Puisi-puisi Anjrah Lelono Broto
Anjrah Lelono Broto, tinggal di Trowulan-Mojokerto dan bergiat di Lingkar Studi Sastra Setrawulan (LISSTRA). Aktif menulis esai, cerpen, serta puisi di sejumlah media masa (berbahasa Indonesia dan berbahasa Jawa).
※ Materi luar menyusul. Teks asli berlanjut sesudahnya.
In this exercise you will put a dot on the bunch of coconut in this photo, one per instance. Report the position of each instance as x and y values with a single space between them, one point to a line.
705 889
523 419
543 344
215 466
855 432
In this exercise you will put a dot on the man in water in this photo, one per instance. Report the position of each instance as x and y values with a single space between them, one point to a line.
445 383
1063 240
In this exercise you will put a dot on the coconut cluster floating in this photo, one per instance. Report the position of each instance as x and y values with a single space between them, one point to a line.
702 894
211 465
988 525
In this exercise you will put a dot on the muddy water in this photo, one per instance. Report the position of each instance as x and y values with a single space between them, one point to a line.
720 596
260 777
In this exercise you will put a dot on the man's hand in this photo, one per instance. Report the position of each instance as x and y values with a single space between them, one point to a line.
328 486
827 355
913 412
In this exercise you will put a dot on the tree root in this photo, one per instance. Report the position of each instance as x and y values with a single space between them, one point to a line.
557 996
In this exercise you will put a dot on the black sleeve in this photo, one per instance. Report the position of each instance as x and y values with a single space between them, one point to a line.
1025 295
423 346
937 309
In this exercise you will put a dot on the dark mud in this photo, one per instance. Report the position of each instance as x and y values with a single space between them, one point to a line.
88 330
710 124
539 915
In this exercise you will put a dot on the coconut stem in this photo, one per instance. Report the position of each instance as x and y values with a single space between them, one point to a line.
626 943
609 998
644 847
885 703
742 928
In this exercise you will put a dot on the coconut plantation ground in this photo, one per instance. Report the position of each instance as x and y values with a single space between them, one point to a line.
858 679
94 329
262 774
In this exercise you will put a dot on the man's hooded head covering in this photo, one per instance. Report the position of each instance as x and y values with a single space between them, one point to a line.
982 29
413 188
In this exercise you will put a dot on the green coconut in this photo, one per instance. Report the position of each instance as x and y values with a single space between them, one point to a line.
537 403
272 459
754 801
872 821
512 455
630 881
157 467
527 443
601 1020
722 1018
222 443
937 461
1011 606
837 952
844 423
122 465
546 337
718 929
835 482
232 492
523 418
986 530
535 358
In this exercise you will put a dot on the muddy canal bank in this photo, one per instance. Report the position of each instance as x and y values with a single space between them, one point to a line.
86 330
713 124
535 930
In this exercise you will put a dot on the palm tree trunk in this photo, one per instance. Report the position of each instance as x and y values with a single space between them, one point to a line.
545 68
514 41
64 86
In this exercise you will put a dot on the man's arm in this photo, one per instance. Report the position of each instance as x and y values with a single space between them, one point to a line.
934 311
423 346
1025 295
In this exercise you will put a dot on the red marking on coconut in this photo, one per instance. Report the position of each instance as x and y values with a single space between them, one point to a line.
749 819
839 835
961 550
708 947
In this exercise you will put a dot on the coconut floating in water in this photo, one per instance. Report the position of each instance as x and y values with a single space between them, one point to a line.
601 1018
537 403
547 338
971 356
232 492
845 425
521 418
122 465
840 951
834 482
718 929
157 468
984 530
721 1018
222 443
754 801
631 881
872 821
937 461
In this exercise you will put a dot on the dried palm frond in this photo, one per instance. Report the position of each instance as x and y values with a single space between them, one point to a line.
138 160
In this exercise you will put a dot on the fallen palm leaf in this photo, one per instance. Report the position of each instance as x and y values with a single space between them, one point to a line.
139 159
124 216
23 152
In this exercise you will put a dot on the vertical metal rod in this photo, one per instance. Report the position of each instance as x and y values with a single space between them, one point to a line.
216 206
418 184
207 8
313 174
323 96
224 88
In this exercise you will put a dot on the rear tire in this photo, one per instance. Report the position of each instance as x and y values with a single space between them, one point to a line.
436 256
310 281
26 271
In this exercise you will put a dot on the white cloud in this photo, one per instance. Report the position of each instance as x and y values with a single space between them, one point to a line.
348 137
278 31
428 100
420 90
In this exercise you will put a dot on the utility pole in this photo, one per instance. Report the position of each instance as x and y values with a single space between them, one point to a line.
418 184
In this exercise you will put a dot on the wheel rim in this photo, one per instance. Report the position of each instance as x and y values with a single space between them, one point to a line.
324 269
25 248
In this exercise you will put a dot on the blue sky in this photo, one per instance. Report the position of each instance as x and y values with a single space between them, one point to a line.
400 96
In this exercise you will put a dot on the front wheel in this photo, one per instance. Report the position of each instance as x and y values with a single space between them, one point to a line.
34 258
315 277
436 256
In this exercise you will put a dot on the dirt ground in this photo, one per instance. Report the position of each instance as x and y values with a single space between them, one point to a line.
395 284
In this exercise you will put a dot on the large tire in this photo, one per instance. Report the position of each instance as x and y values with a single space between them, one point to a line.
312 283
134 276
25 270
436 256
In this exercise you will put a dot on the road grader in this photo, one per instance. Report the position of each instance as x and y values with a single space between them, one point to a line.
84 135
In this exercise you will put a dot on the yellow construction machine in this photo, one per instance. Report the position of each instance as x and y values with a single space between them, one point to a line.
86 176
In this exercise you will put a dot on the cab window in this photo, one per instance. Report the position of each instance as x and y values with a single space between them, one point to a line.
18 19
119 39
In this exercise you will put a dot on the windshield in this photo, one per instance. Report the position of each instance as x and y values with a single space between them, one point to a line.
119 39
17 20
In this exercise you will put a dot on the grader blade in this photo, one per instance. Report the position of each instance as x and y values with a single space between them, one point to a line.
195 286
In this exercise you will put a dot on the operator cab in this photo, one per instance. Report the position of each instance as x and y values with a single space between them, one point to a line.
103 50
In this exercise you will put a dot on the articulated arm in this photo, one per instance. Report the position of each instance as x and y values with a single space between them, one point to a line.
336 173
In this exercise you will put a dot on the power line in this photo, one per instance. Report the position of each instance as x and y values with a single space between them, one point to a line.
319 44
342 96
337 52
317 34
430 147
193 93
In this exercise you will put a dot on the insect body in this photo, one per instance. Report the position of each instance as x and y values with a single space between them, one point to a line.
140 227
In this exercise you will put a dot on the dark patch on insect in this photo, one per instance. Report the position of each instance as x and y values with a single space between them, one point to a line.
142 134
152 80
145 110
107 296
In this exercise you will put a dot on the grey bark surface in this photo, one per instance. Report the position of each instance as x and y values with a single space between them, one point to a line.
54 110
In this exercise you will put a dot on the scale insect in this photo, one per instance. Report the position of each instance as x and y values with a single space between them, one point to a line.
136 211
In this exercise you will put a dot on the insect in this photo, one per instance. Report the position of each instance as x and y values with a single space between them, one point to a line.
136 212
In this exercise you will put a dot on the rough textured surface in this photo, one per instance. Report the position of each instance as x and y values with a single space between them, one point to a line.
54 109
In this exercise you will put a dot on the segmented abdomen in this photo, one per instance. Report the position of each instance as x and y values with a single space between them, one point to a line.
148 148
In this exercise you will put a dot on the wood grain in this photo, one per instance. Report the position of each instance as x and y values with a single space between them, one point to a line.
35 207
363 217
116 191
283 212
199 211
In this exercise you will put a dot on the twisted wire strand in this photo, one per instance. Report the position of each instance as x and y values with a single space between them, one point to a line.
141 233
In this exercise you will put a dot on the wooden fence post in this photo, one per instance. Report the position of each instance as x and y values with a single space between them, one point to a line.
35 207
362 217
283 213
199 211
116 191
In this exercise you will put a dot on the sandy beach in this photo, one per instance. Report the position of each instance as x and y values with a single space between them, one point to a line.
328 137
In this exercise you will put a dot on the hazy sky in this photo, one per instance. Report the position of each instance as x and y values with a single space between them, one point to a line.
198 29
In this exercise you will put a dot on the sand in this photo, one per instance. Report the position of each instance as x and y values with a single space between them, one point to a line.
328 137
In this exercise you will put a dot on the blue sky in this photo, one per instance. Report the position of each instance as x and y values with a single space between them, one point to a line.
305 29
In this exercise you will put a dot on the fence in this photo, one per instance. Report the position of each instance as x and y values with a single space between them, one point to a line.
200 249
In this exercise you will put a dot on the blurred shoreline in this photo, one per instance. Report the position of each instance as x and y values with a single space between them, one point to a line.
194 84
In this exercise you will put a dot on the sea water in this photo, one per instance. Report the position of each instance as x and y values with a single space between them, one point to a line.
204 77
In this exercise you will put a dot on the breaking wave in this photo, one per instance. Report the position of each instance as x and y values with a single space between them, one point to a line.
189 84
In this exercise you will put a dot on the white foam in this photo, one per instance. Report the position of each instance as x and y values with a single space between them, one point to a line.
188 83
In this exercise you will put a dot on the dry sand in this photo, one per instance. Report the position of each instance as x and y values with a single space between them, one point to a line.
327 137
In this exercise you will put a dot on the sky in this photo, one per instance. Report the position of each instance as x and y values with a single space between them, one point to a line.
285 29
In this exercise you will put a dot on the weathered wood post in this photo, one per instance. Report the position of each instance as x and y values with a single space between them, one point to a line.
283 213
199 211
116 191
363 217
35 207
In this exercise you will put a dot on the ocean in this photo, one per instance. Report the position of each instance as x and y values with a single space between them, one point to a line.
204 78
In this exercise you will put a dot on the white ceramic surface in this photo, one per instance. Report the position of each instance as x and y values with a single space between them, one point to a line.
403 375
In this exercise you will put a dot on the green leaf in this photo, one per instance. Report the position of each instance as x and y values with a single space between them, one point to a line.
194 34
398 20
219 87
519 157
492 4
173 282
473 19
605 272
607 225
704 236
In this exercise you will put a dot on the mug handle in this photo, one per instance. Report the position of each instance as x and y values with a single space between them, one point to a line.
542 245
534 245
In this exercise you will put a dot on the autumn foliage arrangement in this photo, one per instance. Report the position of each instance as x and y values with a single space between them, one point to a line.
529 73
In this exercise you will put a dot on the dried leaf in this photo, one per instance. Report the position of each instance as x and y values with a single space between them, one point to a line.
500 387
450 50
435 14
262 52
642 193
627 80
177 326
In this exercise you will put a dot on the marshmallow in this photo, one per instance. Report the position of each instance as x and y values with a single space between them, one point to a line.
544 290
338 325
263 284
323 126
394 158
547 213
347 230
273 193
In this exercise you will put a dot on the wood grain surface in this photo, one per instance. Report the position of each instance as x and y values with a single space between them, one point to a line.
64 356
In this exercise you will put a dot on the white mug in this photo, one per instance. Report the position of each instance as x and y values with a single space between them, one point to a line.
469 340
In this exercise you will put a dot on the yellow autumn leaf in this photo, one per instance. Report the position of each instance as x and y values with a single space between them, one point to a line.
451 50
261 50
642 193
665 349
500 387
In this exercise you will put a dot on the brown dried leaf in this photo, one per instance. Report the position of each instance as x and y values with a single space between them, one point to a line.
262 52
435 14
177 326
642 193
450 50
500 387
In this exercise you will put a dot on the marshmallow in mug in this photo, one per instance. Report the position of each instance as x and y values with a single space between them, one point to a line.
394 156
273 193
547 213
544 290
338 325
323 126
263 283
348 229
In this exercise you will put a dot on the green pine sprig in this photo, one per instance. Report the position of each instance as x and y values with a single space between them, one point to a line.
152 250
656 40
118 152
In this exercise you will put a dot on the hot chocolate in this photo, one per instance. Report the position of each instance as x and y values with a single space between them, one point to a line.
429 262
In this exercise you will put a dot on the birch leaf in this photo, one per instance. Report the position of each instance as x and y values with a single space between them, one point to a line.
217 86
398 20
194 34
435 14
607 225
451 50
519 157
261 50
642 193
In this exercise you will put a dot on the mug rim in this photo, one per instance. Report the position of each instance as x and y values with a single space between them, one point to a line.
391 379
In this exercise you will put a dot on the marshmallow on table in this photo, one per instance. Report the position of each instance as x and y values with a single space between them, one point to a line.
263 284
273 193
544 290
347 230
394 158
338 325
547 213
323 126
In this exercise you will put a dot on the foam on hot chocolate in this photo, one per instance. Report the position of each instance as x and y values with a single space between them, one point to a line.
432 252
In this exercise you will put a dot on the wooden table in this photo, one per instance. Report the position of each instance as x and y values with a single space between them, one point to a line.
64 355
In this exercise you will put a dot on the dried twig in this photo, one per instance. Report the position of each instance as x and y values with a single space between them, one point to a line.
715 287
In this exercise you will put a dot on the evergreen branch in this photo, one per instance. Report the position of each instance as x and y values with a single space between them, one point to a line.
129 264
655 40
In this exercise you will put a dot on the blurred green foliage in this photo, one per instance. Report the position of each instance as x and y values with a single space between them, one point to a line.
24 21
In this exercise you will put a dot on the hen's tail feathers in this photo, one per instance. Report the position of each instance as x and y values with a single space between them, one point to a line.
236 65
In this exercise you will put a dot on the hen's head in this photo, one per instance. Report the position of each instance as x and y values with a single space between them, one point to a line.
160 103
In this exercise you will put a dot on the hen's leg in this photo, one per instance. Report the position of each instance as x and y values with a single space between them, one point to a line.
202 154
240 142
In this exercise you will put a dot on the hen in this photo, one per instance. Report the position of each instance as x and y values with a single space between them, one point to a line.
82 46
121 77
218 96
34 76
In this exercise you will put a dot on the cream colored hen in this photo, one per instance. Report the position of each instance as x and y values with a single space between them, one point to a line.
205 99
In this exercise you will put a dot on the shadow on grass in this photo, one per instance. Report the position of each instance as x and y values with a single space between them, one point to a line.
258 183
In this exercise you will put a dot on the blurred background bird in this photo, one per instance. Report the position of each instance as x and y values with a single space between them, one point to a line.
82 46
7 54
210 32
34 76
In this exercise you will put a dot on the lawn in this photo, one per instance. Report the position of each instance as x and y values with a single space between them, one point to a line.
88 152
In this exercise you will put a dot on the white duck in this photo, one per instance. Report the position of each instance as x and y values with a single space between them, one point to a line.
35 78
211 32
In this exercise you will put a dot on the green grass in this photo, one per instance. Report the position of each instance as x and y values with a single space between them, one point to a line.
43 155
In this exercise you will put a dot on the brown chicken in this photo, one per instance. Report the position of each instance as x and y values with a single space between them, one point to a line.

Beberapa karya pribadi dan bersamanya adalah Syukuran (naskah monolog, 1998), Blossom In The Wind (saduran naskah teater, 1999), Lilih (antologi geguritan, 2004), Negeri Di Angan (antologi esay, 2008), Esem Ligan Randha Jombang (antologi geguritan, 2010), Orasi Jenderal Markus (naskah monolog, 2011), Pasewakan (antologi geguritan, 2012), Tasbih Hijau Bumi (antologi puisi, 2014), dan Emak, Sayak, Lan Hem Kothak-Kothak (antologi cerpen berbahasa Jawa, 2015). “Nampan Pencakan (Himpunan Puisi, 2017).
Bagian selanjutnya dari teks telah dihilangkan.